I can agree w/you up to a certain point; however, I believe that children should be planned & not born into poverty, especially in America. I feel that children should be born in at least middle class homes & have the most opportunities possible. I believe in smaller families of 1-3 children so that they can have the attention they need to thrive. Right is right & wrong is wrong no matter what we may think & how we see things. By the way, are you from a large/very large family of 6-more children, just curious?
I'm from an affluent family with four kids. I had a noodle salad life, in many ways. However, we lived in a community of mostly poorer people. Many of my classmates were underprivileged. I actually knew people who had never even traveled to the nearest city.
Members of this community are happy and well adjusted. Would I want their lives, no. But, we can all learn something from each other. I think that they have valuable lessons to share.
Well, almost the same w/me except I am solidly middle class & had friends from poor, large families as a child. I am an only child. My parents came from very large families- my mother came from 10 & my father from 11. They are both deceased. It is nice to meet you, thank you so much. God bless & have a nice day.
Does a family of eight constitute a large family? Can't recall that we ever attacked anyone.
Mabye because they survived all the things you just listed their life is worth something, even if that is all they have. Many do not fill many graves. They can enjoy the many things God gives free. It does not cost money. And the greatest possession of all is when some one loves you . God Almighty loves us all. Even when humans fail. He is faithful. We still get the sun in the morning free, food to grow, rain ,and we still get the visual beauty of many things including a variety of plants, animals to care for. Money is a asset now but not forever. When it is gone, people who know how to live without it will be the first survivors. They will be rich in the end.
No one should live a less than human existence,that's abuse.However, to children in large/very large families such existence is a way of life.They know how they live is ABNORMALso they rationalize,deny it & put up a FRONT which all can SEE.
They may be rich for eternity, when many are rich for a moment . When you die there is no status, there is no debate of who is greater or not. But both have the same value as dust. The Great Depression will be greater Already money has no value.
I am the ninth out of ten children and we did not experience any of that, My parents worked-my dad was in sales in NYC and he also received VA benefits from serving in WWII-we always had food on the table, decent clothes to wear we were sent to private school when we were kids, lived in a fairly decent sized house in a decent neighborhood no we did not live on top of each other. But this was in the 1950's when the oldest were born and the 1960s when the rest were born. So the cost of living was lower than it is today.
You know, when I asked if you had a bias, you could have simply said, "Yes," instead of going to this extreme.
People from large families routinely make disparaging, prejudicial remarks about small families, stating that small families are materialistic, spoiled, & shallow because such families have the myriad educational, cultural, & socioeconomic opportunities that large families DON'T or WON'T ever have. People from large families regularly decry the lifestyle that small families have because the latter live a civilized, cultivated life beyond struggle & deprivation.

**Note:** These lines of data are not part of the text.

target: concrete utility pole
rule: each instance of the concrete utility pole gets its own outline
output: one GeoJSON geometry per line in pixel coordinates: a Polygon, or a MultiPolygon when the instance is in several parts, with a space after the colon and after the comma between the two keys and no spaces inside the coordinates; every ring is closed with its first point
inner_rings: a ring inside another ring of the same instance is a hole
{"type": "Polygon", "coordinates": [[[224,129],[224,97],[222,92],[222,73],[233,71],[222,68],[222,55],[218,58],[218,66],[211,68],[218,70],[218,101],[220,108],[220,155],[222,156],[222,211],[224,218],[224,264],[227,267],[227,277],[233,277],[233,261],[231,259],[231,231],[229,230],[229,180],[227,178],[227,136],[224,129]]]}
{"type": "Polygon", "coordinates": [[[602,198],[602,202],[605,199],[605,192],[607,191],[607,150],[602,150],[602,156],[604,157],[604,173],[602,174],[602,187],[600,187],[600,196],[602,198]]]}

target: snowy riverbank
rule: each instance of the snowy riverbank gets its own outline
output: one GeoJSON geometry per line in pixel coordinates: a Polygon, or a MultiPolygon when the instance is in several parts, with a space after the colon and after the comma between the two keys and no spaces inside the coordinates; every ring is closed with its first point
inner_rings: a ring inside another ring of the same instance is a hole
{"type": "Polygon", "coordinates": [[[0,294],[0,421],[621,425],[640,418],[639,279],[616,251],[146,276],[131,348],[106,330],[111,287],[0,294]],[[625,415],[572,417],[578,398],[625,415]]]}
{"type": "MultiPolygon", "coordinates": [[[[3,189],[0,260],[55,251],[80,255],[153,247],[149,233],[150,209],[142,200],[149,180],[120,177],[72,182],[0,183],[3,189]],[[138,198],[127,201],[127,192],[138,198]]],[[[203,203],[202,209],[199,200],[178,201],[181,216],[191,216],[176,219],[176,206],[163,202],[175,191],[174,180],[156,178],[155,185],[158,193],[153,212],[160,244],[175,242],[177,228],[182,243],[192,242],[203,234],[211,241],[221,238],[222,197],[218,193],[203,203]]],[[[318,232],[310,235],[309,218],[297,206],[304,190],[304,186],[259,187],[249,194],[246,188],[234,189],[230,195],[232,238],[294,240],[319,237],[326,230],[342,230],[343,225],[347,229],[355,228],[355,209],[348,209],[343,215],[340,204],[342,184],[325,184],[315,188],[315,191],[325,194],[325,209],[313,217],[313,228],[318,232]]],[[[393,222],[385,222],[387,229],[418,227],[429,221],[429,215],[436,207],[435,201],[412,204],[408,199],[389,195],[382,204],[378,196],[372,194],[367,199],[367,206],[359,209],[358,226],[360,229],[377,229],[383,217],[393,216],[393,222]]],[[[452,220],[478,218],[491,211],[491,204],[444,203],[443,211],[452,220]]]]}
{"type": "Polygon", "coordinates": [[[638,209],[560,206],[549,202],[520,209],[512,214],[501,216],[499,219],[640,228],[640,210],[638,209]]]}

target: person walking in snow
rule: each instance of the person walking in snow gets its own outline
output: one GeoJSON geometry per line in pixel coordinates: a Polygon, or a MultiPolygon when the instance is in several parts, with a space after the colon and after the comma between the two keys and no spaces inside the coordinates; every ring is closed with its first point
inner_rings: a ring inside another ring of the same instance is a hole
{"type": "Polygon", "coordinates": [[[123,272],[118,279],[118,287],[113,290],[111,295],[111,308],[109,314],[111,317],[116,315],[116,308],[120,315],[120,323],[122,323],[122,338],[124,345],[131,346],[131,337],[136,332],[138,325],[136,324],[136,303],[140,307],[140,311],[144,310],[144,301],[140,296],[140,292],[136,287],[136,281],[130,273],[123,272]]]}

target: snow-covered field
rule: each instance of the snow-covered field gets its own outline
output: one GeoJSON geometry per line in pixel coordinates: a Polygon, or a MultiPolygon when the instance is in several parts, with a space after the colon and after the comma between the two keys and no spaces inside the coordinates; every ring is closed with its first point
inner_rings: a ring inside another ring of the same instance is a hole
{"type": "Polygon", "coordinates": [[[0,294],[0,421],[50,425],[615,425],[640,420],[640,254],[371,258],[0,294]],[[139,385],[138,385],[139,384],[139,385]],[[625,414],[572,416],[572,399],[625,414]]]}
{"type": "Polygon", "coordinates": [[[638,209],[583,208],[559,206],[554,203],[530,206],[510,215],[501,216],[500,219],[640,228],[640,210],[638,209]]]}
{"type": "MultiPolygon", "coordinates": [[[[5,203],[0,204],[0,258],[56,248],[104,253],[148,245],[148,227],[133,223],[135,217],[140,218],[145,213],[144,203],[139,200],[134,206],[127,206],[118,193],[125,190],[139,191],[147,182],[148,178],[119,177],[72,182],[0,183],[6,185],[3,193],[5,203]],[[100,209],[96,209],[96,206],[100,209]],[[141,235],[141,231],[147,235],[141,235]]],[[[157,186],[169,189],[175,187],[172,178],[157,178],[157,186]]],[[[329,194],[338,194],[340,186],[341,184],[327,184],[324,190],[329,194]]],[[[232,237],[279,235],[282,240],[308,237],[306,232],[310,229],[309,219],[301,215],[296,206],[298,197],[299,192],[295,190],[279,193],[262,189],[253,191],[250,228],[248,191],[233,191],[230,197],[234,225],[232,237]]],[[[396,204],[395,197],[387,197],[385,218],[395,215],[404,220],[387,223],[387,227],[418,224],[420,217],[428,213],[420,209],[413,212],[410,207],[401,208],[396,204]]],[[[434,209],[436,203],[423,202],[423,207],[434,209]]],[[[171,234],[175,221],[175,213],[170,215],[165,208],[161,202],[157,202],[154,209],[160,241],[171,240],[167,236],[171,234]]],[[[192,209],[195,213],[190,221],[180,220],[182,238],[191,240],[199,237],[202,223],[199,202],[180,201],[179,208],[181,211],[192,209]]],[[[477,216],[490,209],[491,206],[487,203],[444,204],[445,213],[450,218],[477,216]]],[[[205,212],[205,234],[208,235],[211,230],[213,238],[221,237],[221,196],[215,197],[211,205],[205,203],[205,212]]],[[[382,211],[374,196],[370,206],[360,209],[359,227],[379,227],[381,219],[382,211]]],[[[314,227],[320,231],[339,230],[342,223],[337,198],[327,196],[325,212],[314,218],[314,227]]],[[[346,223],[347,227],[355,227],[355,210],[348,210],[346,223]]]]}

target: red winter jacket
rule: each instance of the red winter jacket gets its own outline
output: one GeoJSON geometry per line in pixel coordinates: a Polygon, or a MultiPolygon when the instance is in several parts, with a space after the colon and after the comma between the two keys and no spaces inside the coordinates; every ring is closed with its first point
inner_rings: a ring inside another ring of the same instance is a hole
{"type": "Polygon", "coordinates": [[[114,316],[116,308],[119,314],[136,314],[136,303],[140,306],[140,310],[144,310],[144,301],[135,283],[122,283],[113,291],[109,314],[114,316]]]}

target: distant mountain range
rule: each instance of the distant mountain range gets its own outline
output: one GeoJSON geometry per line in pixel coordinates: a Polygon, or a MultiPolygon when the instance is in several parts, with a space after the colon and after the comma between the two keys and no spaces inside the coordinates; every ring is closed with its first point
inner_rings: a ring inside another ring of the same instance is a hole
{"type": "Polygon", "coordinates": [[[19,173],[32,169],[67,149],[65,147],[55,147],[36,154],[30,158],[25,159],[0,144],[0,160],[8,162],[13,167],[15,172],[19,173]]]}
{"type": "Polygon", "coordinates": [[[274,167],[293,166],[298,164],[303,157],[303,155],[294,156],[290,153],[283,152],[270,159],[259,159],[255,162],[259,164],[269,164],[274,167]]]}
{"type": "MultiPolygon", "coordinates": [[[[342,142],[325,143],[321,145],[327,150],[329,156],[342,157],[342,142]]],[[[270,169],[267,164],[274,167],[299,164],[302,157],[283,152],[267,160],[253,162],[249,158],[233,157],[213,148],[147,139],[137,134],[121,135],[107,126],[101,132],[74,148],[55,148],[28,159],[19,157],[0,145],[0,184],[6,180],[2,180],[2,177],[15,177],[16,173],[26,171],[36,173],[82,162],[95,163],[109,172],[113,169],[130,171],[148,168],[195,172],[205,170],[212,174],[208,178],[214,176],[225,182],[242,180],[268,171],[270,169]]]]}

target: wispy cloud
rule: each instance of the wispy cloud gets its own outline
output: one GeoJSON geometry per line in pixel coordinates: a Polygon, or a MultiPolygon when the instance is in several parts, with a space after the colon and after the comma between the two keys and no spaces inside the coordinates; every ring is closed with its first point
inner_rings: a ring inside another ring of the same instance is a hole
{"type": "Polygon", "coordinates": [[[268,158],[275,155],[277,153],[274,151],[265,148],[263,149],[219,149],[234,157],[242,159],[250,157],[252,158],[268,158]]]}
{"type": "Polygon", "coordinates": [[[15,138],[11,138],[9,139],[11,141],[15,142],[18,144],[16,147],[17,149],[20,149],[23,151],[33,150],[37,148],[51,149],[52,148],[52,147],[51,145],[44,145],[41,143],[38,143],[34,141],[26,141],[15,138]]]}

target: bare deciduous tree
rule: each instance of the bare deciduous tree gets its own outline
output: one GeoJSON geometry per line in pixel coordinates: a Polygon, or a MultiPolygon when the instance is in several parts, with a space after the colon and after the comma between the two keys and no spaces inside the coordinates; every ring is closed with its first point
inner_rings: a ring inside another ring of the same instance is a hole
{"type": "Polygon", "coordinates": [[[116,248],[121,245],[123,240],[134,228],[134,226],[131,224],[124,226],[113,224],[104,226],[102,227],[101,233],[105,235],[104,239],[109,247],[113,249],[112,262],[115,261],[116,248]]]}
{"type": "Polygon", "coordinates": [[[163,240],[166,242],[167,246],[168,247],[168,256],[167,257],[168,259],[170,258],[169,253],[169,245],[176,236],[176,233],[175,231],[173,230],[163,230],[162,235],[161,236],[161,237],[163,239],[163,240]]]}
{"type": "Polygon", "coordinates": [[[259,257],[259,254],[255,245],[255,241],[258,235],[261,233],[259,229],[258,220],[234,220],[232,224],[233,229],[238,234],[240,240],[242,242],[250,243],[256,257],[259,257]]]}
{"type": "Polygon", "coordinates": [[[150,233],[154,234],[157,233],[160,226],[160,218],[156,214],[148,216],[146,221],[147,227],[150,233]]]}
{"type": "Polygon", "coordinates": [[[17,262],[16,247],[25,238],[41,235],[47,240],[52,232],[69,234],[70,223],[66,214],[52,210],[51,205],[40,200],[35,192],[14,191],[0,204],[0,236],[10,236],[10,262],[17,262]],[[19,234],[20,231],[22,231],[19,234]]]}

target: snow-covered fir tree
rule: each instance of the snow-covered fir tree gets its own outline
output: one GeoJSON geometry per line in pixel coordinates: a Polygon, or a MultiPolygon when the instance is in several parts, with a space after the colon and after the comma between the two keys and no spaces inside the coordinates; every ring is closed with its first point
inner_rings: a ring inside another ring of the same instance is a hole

Those from large families are in the habit of denigrating small families on a regular basis. They view small families as somehow inauthentic families. However, when someone rightfully criticize large families, they go into attack mode. They become highly indignant, saying that people are prejudiced against large families. They even coin the stupid word, fecundophobia. They can criticize small families all the they want but don't anyone dare criticize their "sanctified" large family. They feel that they are beyond reproach while they can freely demonize small families.